Vanishing and Exploding Gradients

For gradient descent, we need the partial derivatives of the weights with respect to (wrt) the cost function. We will first compute the gradients wrt the activations because obtaining the gradient wrt to the weights is simple once we have the gradients wrt the activations: $\frac{\partial C}{\partial W_t} = \frac{\partial C}{\partial A_t} \frac{\partial A_t}{\partial W_t}$ . Using the chain rule on a four layer net such as Fig 1, the gradients wrt some node $a$ in the third, second, and first layer are:

$\begin{align*} &\frac{\partial C}{\partial A^{(a)}_3} = \sum^{L_{4}}_i \frac{\partial C}{\partial A_4^{(i)}} \frac{\partial A_4^{(i)}}{\partial A^{(1)}_3} \\ &\frac{\partial C}{\partial A^{(a)}_2} = \sum^{L_{3}}_j \frac{\partial C}{\partial A^{(j)}_3} \frac{\partial A_3^{(j)}}{\partial A^{(a)}_2} = \sum^{L_{3}}_j \left( \sum^{L_{4}}_i \frac{\partial C}{\partial A_4^{(i)}} \frac{\partial A_4^{(i)}}{\partial A_3^{(j)}} \right) \frac{\partial A_3^{(j)}}{\partial A^{(a)}_2} \\ &\frac{\partial C}{\partial A^{(a)}_1} = \sum^{L_{2}}_k \frac{\partial C}{\partial A^{(k)}_2} \frac{\partial A_2^{(k)}}{\partial A_1^{(a)}} = \sum^{L_{2}}_k \left( \sum^{L_{3}}_j \left( \sum^{L_{4}}_i \frac{\partial C}{\partial A_4^{(i)}} \frac{\partial A_4^{(i)}}{\partial A_3^{(j)}} \right) \frac{\partial A_3^{(j)}}{\partial A_2^{(k)}} \right) \frac{\partial A_2^{(k)}}{\partial A_1^{(a)}} \\ \end{align*}$

where the sums are over the nodes of the respective layer and I've replaced $\hat{Y}$ with $A_4$ and $\frac{\partial A_t}{\partial A_{t-1}}$ is given by:

$\begin{align*} \frac{\partial A_t}{\partial A_{t-1}} &= \frac{\partial f(W_t \cdot A_{t-1})}{\partial A_{t-1} } = f^\prime(W_t \cdot A_{t-1})W_t\\ \end{align*}$

where $f^\prime$ is the derivative of the activation function.
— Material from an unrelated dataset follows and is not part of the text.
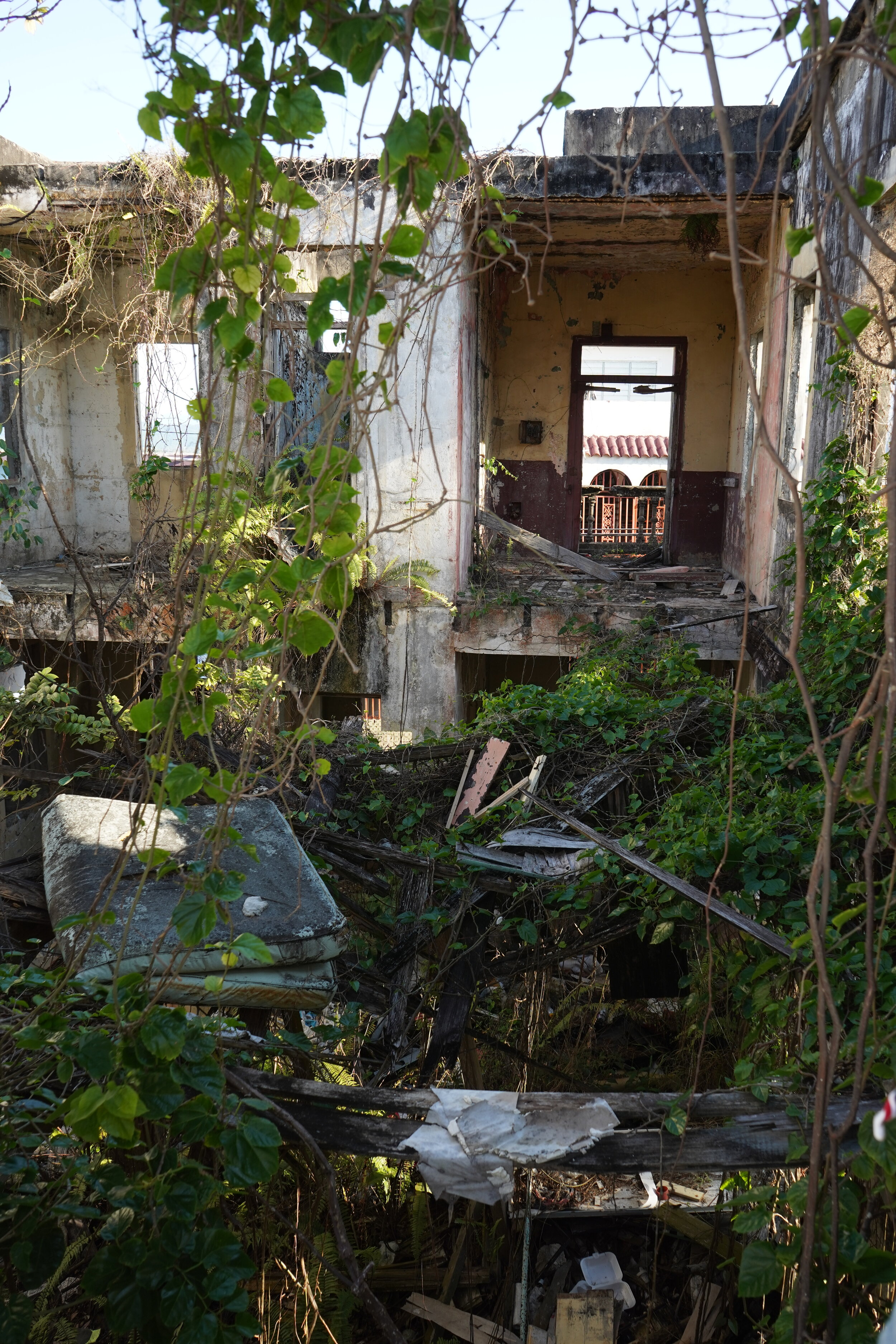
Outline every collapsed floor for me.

In words, the above equations tell us that the gradient of a node equals the sum over the nodes of the next layer where each node is contributing a product of 1) its gradient, 2) the weight connecting the nodes, and 3) the gradient of the activation. A problem arises when these products are greater than one: the gradient will tend to explode because we are taking the product of many numbers greater than zero. Conversely, if its less than one, the gradient will tend to vanish. The sigmoid activation function is especially prone to the vanishing gradient given that its maximum gradient is 1/4.

Residual Connections

Lets change the architecture slightly. Rather than the node activation being the output of each node, lets add the activation to the previous activation, such that:

$\begin{align*} A_t &= f(W_t \cdot A_{t-1}) + A_{t-1} \\ \end{align*}$

With this change, the gradient of each activation wrt the previous activation becomes:

$\begin{align*} \frac{\partial A_t}{\partial A_{t-1}} &= \frac{\partial f(W_t \cdot A_{t-1})+ A_{t-1}}{\partial A_{t-1} } = f^\prime(W_t \cdot A_{t-1})W_t + 1 = Z+1\\ \end{align*}$

where $Z =f^\prime(W_t \cdot A_{t-1})W_t$ . Now let's look at the product of these gradients:

$\begin{align*} (Z+1)^2 &= Z^2 +2Z +1 \\ (Z+1)^3 &= Z^3 +3Z^2 +3Z +1 \\ (Z+1)^4 &= Z^4 +4Z^3 + 6Z^2 + 4Z +1 \end{align*}$

We see that even if $Z<0$ , the gradient does not vanish, resulting in the gradient persisting through the many layers of deep nets or long time horizons in RNNs. If the exploding gradient is a problem, it can be addressed in other ways, but that won't be discussed here.

Now lets compare the regular neural net activations versus the residual connection net by visualizing the gradients of a simple example. I trained a 20 layer net, where each layer has 20 units, on a dataset of random inputs and outputs of 20 dimensions. The activation function is tanh. In Fig 3 and Fig 4, the top row shows the forward propagation activations and the bottom row shows the gradients at each node.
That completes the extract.